Customize Trainers

Here, we present how to develop a new Trainer, and apply it into RecBole. For a new model, if the training method is complex, and existing trainer can not be used for training and evaluation, then we need to develop a new trainer.

The function used to train the model is fit(), it will call _train_epoch() to train the model.

The function used to evaluate the model is evaluate(), it will call _valid_epoch() to evaluate the model.

If the developed model needs more complex training method, then one can inherent the Trainer, and revise fit() or _train_epoch().

If the developed model needs more complex evaluation method, then one can inherent the Trainer, and revise evaluate() or _valid_epoch().

Example

1. Alternative Optimization

Here we present a simple Trainer example, which is used for alternative optimization. We revise the _train_epoch() method. To begin with, we need to create a new class for NewTrainer based on Trainer.

from recbole.trainer import Trainer

class NewTrainer(Trainer):

    def __init__(self, config, model):
        super(NewTrainer, self).__init__(config, model)

Then we revise _train_epoch(). Here, the losses are alternatively optimized after each epoch, and the losses are computed by calculate_loss1() and calculate_loss2()

def _train_epoch(self, train_data, epoch_idx):
    self.model.train()
    total_loss = 0.

    if epoch_idx % 2 == 0:
        for batch_idx, interaction in enumerate(train_data):
            interaction = interaction.to(self.device)
            self.optimizer.zero_grad()
            loss = self.model.calculate_loss1(interaction)
            self._check_nan(loss)
            loss.backward()
            self.optimizer.step()
            total_loss += loss.item()
    else:
        for batch_idx, interaction in enumerate(train_data):
            interaction = interaction.to(self.device)
            self.optimizer.zero_grad()
            loss = self.model.calculate_loss2(interaction)
            self._check_nan(loss)
            loss.backward()
            self.optimizer.step()
            total_loss += loss.item()
    return total_loss

Complete Code

from recbole.trainer import Trainer

class NewTrainer(Trainer):

    def __init__(self, config, model):
        super(NewTrainer, self).__init__(config, model)
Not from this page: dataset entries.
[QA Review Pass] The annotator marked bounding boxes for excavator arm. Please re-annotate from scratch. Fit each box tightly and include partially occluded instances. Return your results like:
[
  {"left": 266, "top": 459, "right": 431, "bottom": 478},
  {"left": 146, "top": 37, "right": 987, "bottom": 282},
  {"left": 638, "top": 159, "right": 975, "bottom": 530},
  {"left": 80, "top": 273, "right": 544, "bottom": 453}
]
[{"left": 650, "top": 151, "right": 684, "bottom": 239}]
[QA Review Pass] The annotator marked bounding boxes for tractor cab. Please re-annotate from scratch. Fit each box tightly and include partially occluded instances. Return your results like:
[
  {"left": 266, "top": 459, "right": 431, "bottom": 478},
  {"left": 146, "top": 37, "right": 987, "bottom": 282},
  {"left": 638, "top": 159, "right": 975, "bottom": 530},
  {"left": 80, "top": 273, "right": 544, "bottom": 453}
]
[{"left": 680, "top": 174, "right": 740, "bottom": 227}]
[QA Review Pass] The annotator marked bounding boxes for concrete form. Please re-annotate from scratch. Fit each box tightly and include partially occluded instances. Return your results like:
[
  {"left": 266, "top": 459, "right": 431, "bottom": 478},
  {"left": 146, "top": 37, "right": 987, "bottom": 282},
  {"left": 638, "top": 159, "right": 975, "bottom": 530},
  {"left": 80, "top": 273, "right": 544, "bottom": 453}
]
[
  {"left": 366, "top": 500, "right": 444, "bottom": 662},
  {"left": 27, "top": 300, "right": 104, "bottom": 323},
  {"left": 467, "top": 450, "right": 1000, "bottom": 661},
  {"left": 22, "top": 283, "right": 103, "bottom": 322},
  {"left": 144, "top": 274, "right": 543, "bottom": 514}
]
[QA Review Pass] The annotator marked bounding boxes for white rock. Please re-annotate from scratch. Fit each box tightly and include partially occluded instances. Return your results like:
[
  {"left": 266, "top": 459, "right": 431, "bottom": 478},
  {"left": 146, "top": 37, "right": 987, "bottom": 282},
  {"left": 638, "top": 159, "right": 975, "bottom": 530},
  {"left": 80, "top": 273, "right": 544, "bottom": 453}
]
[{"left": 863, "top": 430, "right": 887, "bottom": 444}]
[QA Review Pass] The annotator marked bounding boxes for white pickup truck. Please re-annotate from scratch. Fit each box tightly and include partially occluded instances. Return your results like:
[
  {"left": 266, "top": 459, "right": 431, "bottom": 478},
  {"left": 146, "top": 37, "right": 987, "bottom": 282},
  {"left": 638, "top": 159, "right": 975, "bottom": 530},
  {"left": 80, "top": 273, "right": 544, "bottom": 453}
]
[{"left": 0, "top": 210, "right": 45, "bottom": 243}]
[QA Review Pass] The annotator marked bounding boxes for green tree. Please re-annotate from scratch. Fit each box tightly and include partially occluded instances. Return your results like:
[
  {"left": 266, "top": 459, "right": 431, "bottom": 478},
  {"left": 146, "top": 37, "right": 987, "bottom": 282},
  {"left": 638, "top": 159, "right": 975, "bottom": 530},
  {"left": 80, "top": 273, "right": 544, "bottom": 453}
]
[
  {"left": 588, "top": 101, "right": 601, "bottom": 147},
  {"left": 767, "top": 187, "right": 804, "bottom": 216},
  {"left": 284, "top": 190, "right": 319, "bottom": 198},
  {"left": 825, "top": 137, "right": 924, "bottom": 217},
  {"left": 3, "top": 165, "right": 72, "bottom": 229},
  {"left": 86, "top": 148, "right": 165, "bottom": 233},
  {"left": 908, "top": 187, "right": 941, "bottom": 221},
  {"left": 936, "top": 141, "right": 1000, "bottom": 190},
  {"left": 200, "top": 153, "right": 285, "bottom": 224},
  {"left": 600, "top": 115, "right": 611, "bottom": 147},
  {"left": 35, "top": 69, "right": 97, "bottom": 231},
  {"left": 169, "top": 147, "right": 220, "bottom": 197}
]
    def _train_epoch(self, train_data, epoch_idx):
        self.model.train()
        total_loss = 0.

        if epoch_idx % 2 == 0:
            for batch_idx, interaction in enumerate(train_data):
                interaction = interaction.to(self.device)
                self.optimizer.zero_grad()
                loss = self.model.calculate_loss1(interaction)
                self._check_nan(loss)
                loss.backward()
                self.optimizer.step()
                total_loss += loss.item()
        else:
            for batch_idx, interaction in enumerate(train_data):
                interaction = interaction.to(self.device)
                self.optimizer.zero_grad()
                loss = self.model.calculate_loss2(interaction)
                self._check_nan(loss)
                loss.backward()
                self.optimizer.step()
                total_loss += loss.item()
        return total_loss

2. Mixed precision training

Here we present a simple Trainer example, which is used for mixed precision training. Mixed precision training offers significant computational speedup by performing operations in half-precision format, while storing minimal information in single-precision to retain as much information as possible in critical parts of the network. Let’s give an example based on torch torch.autocast. To begin with, we need to create a new class for NewTrainer based on Trainer.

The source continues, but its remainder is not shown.